Lucretia C. Mott
Lucretia Mott , born Whetstone sheath the January 3rd 1793 in the Nantucket and deceased the November 11th 1880 with Philadelphia, was a Féministe, Abolitionniste and North-American pasteure Quaker .
Biography
Lucretia Coffin grew in a medium where the independence of the women went from oneself. His/her father was captain of whaler and his/her mother directed the family agricultural domain. The family belonged to the Quaker S, which believe in the equal value of all in front of God. She studies in a college Quaker. Its interest for the women's rights started when it is teaching in this same college and notes that the wages of the men are there the double of those of the women. Lucretia marries James Mott in 1811 and moves with him in 1821 with Philadelphia, where it is named prédicatrice of local the Quaker group.The house of James and Lucretia Motts was the center of the movement Antiesclavagiste in Philadelphia and a stage of the Underground Railroad (way of clandestine). The women in this time were regarded as inadequate for the public activity. Lucretia Mott however founds in 1833 the Female Anti-Slavery Society ( female Société abolitionist ). She is often threatened, which does not prevent it from undertaking its multiple activities.
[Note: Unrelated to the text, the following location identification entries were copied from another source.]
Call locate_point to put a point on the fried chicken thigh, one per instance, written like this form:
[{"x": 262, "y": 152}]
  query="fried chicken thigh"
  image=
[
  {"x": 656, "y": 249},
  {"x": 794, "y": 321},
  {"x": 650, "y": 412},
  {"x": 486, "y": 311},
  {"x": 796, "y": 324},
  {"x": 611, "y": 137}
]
The world congress for the abolition of the Esclavage which is held with London in 1840 refuses the formal participation of Lucretia Mott and its colleagues of fight. It then mobilizes other women Abolitionniste S, with Elizabeth Cady Stanton, until the congress on the women's rights of 1848 to Seneca Falls. The Déclaration of Seneca Falls is regarded as the beginning of the feminist movement North-American.
Lucretia Mott belongs to the group of liberals who found in 1867 the Free Religious Association , with inter alia Rabbi Wise and Ralph Waldo Emerson. The Quakers were extremely influenced by its theological positions.
In 1948, a postal stamp honors Lucretia Mott and two other women at the time of the hundredth birthday with the launching of the movement for the women's rights to the United States.